So much for taking only pictures and leaving only footprints. Some climbers in Rocky Mountain National Park have been leaving behind crash pads so they don't have to haul them in and out of the park every time they want to go bouldering. Tsch, tsch.
Bouldering, for the uninitiated, involves climbing on boulders and making gymnastic-type moves performed close to the ground. Boulders in Chaos Canyon and near Emerald Lake in the park have become frequent destinations for climbers seeking to practice their craft on boulder "problems" where the use of ropes and other hardware aren’t utilized.

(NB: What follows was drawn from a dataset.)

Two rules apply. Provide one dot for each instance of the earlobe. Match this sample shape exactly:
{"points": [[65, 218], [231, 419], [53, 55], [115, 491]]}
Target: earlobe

To protect themselves, the climbers often use "crash pads," which are nylon-covered foam pads designed to be placed on the ground beneath a bouldering problem to soften a potential fall.
Park officials say that as more and more climbers come to the park to boulder, impacts to the park's natural resources increase. For example, crash pads are frequently left behind so they don’t have to be carried back and forth from the trailhead to the bouldering areas.
Sometimes these pads are chewed by marmots and rodents, resulting in small pieces of foam littering the area and offering up an unhealthy diet for wild animals.
During a patrol last summer, rangers found more than 25 pads hidden in the Chaos Canyon area alone. In late August rangers collected nine pads in one day. Since the park's backcountry is managed as wilderness, leaving these pads behind is illegal.
But crash pads aren't the only items littering the park. Several years ago rangers removed nearly four hundred pounds of trash, old slings, abandoned rope, abandoned food caches, and other items left behind by climbers on the east face of Longs Peak.
If climbers can't haul out their gear and trash, the items will be confiscated by rangers and owners could risk costly fines. According to Chief Ranger Mark Magnuson, “responsible stewardship of public lands is necessary for all user groups, helping to ensure the freest possible access and appropriate recreational use consistent with long-term preservation of park resources. Adhering to the principles of Leave No Trace is one way to help accomplish this.”
American Alpine Club members have taken stewardship seriously in Rocky Mountain by organizing the Lumpy Ridge Trails Day for the past seven years. Members from the Northern Colorado Climbers Coalition have assisted in cleanup of bouldering sites. American Alpine Club has also partnered with the park to help fund human waste bags and distribute them in the Lumpy Ridge area and for use at overnight bivouac sites throughout the park.